South Korea – this was the second time David Prater came to South Korea, both of them supported by Asialink, an artistic residency program developed by University of Melbourne.

The first trip, in 2005, brought the impact of such a different and reserved culture, with all its obstacles and wonders. And we cannot even say that’s a shock between occident and the orient because David is Australian. And exactly because of this he combines two interesting information affected in its origin at the same time English and eastern.

A talented writer, he is both free of severity and sophisticated. Originally a poet, David believes to be a regular third millennium person, using his words, his thoughts and feelings as a way to insert himself into the contemporary context.

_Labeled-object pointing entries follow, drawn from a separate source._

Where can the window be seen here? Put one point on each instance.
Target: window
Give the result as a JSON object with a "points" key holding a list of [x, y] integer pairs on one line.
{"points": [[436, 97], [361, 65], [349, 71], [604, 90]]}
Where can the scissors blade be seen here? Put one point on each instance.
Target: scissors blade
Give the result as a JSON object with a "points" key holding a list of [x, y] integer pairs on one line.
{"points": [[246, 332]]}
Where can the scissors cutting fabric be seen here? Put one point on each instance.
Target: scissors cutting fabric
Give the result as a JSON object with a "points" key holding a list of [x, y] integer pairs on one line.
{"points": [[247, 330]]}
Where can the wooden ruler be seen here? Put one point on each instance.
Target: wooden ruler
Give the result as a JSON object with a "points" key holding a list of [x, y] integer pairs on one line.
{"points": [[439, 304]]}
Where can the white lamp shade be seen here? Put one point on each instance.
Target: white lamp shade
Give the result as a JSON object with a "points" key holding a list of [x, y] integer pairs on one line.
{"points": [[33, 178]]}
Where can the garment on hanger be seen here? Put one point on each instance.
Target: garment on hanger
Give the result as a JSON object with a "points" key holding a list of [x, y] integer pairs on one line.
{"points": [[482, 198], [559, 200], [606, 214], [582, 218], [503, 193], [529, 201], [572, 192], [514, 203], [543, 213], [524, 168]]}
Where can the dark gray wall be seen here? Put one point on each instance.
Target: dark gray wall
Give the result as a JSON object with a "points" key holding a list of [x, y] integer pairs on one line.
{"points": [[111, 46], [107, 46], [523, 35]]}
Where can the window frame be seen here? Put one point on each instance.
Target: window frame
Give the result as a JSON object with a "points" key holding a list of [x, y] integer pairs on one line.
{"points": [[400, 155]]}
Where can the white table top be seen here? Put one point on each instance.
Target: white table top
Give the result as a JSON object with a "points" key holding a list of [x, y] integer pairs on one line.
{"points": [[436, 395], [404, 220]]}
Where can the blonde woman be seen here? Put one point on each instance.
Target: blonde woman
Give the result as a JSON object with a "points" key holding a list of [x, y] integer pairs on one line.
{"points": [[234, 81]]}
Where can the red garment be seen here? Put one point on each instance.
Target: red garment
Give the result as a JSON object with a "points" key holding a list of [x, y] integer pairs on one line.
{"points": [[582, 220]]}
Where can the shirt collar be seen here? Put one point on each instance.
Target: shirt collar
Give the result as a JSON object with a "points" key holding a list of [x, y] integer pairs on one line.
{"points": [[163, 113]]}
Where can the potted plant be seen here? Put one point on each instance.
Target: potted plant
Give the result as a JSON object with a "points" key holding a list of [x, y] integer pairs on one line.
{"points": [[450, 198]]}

“There was a time”, he says, when writers had the mission of heralding the meaning of life; they had to come up with a conclusion and spread the word to everybody. Clearly that’s not what we live nowadays”. Sometime after, when talking about his book We Will Disappear, David contradicts himself – and he is the first one to notice, immediately – when he says that in the book maybe the most important are the poems about life and death, trying to bring meaning to things that make no sense. However, this so called contradiction is an imperative part of David’s talent and production. Born in 72, he was a teenager over the 80’s, and he brings with him all the doubts, the quest, the philosophical clashes that belong to the decade.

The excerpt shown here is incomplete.